Küskün müsün anlamadım?
Bir gittin, bir daha aramadın
Çok çabuk gözden çıkardın
Sanma helaldir sana hakkım
Gel gönülsüz de olsan
El yerine koysan
Ölür müsün bir hatır sorsan?
Kork be Allah'tan
Sevsin bırak yüreğim uzaktan
Yüksünmem, yanmaktan
Nasıl vicdanın rahat
Kork be Allah'tan
***
Belkide özlem duyulan bir sevgiliyedir bu şarkı ama bende farklı bir şekli ile dinliyorum. Hayatınıza yön veren belkide bu günlerinize ulaşmanızı sağlayan bir dostunuza bir arkadaşınıza yada bir büyüğünüze söylenen bir şarkı gibi. Sizi koruyup kollayan ne zaman ihiyacınız olsa ilahi bir güçle o anda yanınızda olan sizin ağlamanınızı bırakın gözlerinizin dolmasına bile tahammül edemeyen belkide onun için dünyadaki en önemli şey olduğunuzu düşündüren bir annedir belkide.
***
Belkide bir annenin yavrusuna yazdığı bir mektup gibidir. Yıllarca ona söylediği ninnilerin yıllar sonraki halidir belkide. Kimin için kutsal kimin için değil bilmiyorum ama anneler benim için tartışmaya bile yer olmayanlar onlar. Akılı başında kimsenin dil uzatmaya bile cesaet edemediği değerlilerimizanneler.

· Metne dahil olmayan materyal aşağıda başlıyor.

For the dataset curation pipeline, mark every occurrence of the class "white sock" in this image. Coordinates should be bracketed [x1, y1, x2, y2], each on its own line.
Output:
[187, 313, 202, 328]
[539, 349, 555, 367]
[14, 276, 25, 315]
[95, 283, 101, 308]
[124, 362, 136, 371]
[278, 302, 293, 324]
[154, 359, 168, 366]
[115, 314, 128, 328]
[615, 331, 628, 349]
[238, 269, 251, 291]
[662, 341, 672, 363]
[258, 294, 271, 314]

“Ben anneliği 3 sene önce dünya tatlısı bir erkek evladı dünyaya getirdiğim zaman tattım.
Onu kucağıma alıp,emmeye başladığı an anneliğin ne demek olduğunu anladım.
Anne olmak fedakarca gecenin bir yarısı ağlayan senin bir parçan olan bebeğinin emzirmek için uykunun en güzel yerinde uyanıp onu emzirip gazını çıkarıp ohh be çıktı gazı diyerek sevinmiş halde tekrar onun uykuya dalmasını beklemek. Birde büyüyüp adam olduğunu görüp ardından gel arada bir demek.” İşte bir annenin evladının ona hissettirdiklerini anlattıkları birkaç satır. Böylesine duygularla evlatlarını yetiştirme derdinde olan annelere ve dolayısıyla kadınlara kıldan tüyden dem vurup kış uykusuna yatan hayvanlarla eş değer tutan zihniyeti de anlayamıyorum.